CVLGOct 18, 2021

Mesh Convolutional Autoencoder for Semi-Regular Meshes of Different Sizes

arXiv:2110.09401v218 citations
AI Analysis

This addresses a problem for researchers analyzing deforming 3D surface meshes by enabling knowledge transfer across datasets, though it is incremental as it builds on existing autoencoder frameworks.

The paper tackles the limitation of existing mesh convolutional autoencoders that require fixed connectivity, by proposing a method using semi-regular meshes to enable application across different datasets, resulting in a reconstruction error more than 50% lower than state-of-the-art models.

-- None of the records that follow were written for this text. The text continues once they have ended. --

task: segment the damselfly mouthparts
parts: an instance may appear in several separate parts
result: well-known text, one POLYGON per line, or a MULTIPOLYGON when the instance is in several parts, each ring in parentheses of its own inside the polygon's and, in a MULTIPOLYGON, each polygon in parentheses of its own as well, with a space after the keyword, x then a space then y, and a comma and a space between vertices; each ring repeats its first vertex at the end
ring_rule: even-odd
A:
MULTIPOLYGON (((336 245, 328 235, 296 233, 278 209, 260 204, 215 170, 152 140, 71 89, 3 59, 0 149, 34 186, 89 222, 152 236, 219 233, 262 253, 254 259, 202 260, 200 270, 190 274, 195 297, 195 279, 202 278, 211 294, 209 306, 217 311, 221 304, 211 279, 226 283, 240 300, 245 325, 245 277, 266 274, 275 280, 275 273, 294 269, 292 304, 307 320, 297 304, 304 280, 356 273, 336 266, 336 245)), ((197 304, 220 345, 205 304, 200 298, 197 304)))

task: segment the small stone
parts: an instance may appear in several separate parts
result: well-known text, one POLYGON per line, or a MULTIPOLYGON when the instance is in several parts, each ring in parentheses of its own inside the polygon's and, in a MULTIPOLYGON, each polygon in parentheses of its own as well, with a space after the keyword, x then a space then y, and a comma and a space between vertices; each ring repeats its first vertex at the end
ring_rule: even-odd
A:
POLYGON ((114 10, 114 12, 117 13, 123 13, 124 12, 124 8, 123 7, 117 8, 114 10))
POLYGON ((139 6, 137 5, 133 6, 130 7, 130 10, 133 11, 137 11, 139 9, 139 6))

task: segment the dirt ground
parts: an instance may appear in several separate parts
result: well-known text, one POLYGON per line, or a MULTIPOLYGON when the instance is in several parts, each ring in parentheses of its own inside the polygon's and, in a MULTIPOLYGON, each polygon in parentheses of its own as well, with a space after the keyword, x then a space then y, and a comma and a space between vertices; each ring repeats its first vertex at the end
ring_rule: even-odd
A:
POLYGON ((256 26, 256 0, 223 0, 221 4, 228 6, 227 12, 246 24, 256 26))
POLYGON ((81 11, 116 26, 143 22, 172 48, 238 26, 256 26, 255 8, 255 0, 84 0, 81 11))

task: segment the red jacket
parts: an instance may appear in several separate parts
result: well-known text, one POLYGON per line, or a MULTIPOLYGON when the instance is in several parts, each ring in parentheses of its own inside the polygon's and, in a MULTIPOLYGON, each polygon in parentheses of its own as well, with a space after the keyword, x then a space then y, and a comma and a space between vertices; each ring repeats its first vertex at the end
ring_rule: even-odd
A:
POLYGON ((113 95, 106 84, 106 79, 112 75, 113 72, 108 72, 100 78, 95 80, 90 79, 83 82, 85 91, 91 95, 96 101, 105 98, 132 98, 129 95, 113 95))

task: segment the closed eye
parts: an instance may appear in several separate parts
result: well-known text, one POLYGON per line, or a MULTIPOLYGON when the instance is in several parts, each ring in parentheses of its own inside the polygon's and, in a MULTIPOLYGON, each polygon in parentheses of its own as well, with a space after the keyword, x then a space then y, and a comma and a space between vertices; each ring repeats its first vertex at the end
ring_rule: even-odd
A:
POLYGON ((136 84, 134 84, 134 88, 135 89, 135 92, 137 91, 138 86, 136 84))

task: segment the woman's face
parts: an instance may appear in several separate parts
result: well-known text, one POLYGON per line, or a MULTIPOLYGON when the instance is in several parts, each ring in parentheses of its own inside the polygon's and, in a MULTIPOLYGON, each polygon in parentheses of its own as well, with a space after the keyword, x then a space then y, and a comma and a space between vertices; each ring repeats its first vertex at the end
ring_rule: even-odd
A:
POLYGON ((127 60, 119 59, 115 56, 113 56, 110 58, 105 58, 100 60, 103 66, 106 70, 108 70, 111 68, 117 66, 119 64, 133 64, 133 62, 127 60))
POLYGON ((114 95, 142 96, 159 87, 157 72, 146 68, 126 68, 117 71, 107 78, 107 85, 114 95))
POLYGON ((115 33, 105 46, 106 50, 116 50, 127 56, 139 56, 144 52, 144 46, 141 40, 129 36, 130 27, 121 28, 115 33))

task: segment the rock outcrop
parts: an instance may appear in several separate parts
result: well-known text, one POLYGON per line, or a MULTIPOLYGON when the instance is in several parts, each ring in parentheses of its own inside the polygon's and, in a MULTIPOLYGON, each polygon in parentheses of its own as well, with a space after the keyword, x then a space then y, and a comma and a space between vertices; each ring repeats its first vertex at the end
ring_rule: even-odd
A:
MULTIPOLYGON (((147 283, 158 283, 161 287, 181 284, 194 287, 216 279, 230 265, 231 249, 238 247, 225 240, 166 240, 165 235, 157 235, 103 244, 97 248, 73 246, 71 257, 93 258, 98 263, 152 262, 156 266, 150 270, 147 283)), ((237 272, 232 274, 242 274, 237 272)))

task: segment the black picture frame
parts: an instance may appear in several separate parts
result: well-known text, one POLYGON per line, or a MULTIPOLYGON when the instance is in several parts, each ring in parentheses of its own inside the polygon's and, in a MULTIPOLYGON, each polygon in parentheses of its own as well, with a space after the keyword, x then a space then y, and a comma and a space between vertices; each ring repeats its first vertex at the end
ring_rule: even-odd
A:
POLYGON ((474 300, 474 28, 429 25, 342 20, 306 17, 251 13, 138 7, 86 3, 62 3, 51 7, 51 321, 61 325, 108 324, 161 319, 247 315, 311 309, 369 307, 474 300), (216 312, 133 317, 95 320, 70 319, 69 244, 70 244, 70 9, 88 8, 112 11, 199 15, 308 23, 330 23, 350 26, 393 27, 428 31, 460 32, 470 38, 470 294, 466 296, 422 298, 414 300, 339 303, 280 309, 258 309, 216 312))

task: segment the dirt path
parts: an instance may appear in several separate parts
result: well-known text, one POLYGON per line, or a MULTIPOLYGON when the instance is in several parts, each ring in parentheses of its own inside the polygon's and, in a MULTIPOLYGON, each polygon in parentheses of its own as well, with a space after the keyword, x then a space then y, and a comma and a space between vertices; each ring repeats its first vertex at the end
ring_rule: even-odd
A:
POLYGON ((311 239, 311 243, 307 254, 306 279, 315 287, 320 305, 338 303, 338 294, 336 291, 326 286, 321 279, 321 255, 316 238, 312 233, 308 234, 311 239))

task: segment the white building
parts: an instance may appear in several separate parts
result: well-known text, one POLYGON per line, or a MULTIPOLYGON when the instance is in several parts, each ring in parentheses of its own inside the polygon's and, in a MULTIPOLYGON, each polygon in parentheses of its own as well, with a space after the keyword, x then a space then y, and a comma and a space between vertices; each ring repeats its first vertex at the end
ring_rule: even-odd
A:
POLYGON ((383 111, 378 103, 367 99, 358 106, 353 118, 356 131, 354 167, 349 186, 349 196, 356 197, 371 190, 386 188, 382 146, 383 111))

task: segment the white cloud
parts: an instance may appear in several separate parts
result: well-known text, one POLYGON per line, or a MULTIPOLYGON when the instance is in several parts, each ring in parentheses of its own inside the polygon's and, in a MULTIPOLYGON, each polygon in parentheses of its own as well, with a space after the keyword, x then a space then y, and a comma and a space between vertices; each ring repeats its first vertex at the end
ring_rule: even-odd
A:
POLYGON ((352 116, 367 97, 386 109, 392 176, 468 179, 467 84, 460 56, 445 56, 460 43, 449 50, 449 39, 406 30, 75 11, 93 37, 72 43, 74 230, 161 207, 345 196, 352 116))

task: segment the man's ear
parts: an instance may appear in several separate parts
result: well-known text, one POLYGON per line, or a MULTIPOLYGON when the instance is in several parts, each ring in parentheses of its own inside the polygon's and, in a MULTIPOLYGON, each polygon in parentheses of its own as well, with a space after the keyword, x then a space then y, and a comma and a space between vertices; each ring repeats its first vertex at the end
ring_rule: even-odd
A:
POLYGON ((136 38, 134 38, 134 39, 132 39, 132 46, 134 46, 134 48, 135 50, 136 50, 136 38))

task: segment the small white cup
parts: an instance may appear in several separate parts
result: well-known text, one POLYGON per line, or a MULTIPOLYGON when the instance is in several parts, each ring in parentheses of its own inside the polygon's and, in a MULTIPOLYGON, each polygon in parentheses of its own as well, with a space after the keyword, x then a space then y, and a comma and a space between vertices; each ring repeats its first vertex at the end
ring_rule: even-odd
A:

The analysis of deforming 3D surface meshes is accelerated by autoencoders since the low-dimensional embeddings can be used to visualize underlying dynamics. But, state-of-the-art mesh convolutional autoencoders require a fixed connectivity of all input meshes handled by the autoencoder. This is due to either the use of spectral convolutional layers or mesh dependent pooling operations. Therefore, the types of datasets that one can study are limited and the learned knowledge cannot be transferred to other datasets that exhibit similar behavior. To address this, we transform the discretization of the surfaces to semi-regular meshes that have a locally regular connectivity and whose meshing is hierarchical. This allows us to apply the same spatial convolutional filters to the local neighborhoods and to define a pooling operator that can be applied to every semi-regular mesh. We apply the same mesh autoencoder to different datasets and our reconstruction error is more than 50% lower than the error from state-of-the-art models, which have to be trained for every mesh separately. Additionally, we visualize the underlying dynamics of unseen mesh sequences with an autoencoder trained on different classes of meshes.